Eighteen years ago, America and the world were forever changed. More than a decade and a half before his election as President, Donald Trump was in New York City the day an unprecedented act of terror unfolded across our country.

In 2016, then-candidate Trump recalled what he and other Americans witnessed on September 11, 2001. “When the World Trade Center came down, I saw something that no place on Earth could have handled more beautifully, more humanely,” he said. “I’ve never seen anything like it. And the people in New York fought and fought and fought.”

That same resilience played out in two other communities that endured attacks that day: Shanksville, Pennsylvania—where United Flight 93 went down after the heroic actions of its passengers and crew—and Arlington, Virginia, home of the Pentagon.

Today, President Trump and First Lady Melania Trump led a moment of silence with the families of some of these victims on the White House South Lawn. Later in the morning, the President traveled to the Pentagon to address both victims’ families and members of our Armed Services.

“The First Lady and I are united with you in grief,” he said. “We cannot erase the pain or reverse the evil of that dark and wretched day, but we offer you all that we have.”
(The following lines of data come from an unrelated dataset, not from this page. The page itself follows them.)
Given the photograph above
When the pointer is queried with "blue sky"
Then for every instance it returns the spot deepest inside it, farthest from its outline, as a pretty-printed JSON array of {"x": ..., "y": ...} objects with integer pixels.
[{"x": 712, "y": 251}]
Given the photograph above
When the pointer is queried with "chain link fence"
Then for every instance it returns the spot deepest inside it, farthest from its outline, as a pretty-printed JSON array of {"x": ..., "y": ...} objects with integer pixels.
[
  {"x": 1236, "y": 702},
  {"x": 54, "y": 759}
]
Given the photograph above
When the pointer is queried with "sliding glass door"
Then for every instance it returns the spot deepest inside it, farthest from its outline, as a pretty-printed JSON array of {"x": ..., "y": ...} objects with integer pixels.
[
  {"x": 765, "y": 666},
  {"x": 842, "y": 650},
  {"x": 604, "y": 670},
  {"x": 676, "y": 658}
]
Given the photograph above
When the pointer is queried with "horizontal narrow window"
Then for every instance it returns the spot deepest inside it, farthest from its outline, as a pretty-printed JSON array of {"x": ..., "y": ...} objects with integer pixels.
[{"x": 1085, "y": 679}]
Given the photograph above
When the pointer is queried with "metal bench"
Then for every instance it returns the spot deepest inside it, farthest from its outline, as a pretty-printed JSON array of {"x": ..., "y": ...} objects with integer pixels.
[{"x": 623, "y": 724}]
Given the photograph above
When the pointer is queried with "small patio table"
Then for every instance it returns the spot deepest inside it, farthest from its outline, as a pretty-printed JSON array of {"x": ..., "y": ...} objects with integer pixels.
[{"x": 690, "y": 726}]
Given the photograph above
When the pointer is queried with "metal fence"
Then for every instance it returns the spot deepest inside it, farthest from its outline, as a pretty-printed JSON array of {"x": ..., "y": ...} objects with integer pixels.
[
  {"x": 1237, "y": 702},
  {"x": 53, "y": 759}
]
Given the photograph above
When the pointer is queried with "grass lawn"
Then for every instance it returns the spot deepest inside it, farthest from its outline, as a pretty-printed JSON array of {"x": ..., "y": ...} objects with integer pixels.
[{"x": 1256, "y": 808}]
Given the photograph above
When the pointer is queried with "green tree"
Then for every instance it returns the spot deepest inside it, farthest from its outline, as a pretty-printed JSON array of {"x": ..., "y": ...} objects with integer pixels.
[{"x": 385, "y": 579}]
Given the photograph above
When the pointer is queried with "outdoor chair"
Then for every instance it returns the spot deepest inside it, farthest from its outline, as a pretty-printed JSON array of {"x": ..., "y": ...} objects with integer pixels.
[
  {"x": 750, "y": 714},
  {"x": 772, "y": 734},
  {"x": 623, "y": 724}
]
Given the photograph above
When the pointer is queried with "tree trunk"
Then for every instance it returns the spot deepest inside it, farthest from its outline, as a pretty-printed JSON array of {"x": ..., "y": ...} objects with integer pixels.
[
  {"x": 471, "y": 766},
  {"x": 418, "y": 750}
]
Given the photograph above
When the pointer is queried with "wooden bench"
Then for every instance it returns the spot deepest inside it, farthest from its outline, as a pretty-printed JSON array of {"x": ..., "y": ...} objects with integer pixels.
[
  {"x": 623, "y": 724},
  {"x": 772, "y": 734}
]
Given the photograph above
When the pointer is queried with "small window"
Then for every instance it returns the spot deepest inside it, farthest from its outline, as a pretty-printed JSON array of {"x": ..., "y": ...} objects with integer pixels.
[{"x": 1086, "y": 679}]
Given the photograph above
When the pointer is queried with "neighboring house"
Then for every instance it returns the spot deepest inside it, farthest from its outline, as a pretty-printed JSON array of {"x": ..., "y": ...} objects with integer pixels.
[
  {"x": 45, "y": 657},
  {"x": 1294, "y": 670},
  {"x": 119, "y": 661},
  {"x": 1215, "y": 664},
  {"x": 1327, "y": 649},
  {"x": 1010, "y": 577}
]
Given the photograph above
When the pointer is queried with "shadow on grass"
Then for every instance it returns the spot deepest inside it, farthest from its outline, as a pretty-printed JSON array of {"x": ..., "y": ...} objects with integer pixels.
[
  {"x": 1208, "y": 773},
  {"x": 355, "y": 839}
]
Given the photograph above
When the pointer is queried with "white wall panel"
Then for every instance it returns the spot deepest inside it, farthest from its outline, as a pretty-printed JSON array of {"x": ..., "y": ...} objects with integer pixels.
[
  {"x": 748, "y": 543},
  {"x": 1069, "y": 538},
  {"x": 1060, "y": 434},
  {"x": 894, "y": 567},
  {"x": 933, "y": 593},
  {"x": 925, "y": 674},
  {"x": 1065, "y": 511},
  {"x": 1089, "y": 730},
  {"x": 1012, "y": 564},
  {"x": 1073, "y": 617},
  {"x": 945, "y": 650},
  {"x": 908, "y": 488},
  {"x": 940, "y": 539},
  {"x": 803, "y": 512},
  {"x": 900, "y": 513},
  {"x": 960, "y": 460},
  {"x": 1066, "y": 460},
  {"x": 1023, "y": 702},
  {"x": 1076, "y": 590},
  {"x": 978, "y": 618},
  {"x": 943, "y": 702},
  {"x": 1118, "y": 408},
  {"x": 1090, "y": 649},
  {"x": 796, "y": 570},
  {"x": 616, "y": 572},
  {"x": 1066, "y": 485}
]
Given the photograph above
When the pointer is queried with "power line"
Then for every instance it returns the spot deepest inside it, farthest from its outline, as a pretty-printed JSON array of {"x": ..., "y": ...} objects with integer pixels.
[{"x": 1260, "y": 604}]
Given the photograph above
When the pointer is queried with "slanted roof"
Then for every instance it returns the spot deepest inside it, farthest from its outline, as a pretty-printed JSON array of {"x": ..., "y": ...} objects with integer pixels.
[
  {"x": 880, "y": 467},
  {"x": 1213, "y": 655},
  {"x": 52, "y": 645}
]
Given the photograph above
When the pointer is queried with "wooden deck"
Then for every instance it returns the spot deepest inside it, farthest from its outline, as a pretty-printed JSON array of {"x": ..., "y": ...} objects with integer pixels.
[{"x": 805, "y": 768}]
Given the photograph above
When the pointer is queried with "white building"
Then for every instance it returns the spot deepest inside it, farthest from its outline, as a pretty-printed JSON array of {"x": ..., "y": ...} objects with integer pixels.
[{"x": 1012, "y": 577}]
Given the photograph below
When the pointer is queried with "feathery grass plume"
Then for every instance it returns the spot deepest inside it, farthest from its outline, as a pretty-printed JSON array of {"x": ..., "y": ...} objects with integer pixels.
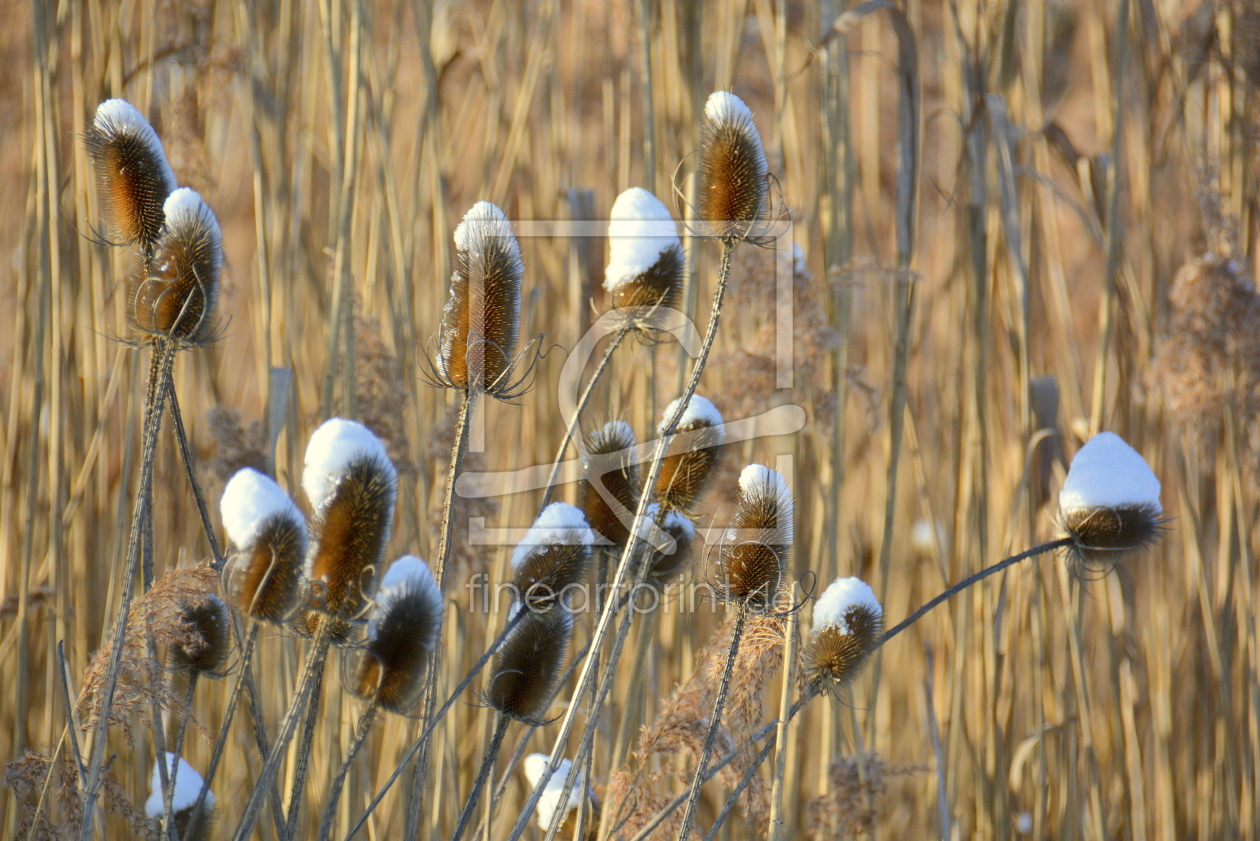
[
  {"x": 208, "y": 636},
  {"x": 693, "y": 454},
  {"x": 265, "y": 575},
  {"x": 760, "y": 539},
  {"x": 645, "y": 256},
  {"x": 528, "y": 663},
  {"x": 1109, "y": 504},
  {"x": 610, "y": 470},
  {"x": 188, "y": 786},
  {"x": 481, "y": 320},
  {"x": 175, "y": 295},
  {"x": 847, "y": 626},
  {"x": 732, "y": 169},
  {"x": 552, "y": 556},
  {"x": 352, "y": 487},
  {"x": 402, "y": 631},
  {"x": 131, "y": 172}
]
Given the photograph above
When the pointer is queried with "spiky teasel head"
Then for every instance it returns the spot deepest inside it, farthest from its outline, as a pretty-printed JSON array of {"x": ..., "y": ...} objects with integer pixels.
[
  {"x": 188, "y": 787},
  {"x": 1109, "y": 506},
  {"x": 131, "y": 172},
  {"x": 693, "y": 454},
  {"x": 645, "y": 255},
  {"x": 206, "y": 636},
  {"x": 175, "y": 294},
  {"x": 528, "y": 665},
  {"x": 732, "y": 169},
  {"x": 481, "y": 320},
  {"x": 265, "y": 576},
  {"x": 759, "y": 541},
  {"x": 848, "y": 622},
  {"x": 402, "y": 631},
  {"x": 610, "y": 470},
  {"x": 352, "y": 487},
  {"x": 552, "y": 556}
]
Last year, President Trump and the First Lady traveled to Pennsylvania on September 11 to visit the Flight 93 National Memorial. “We’re here to pay solemn tribute to the 40 passengers and crewmembers on Flight 93 who rose up, defied the enemy, took control of their destiny, and changed the course of history,” the President said.

Since September 11, 2001, nearly 6 million Americans have enlisted in the U.S. Armed Forces. Nearly 7,000 have laid down their lives to protect our country, our great flag, and our American way of life.

Speaking at the Pentagon last year, Vice President Mike Pence reminded Americans of another important reason we all come together on this day. “While many of us remember that day like it was yesterday, a growing number of Americans have no living memory of what happened here. Roughly one-quarter of our people were born after September the 11th, 2001,” he said.

“We also gather here to ensure that each succeeding generation knows the story of what happened that dark day and understands why we must learn the lessons of 9/11.”

In his official Patriot Day Proclamation for September 11, 2019, President Trump highlighted a few of those important lessons. “Against the backdrop of cowardly acts of terror, America once again demonstrated to the world the unmatched strength of our resolve and the indomitable power of our character,” he writes.

This year, President Trump also signed into law the permanent authorization of the September 11th Victim Compensation Fund, which fulfills America’s sacred duty to protect and support victims, their families, first responders, and all those on the front lines of rescue and recovery operations at Ground Zero.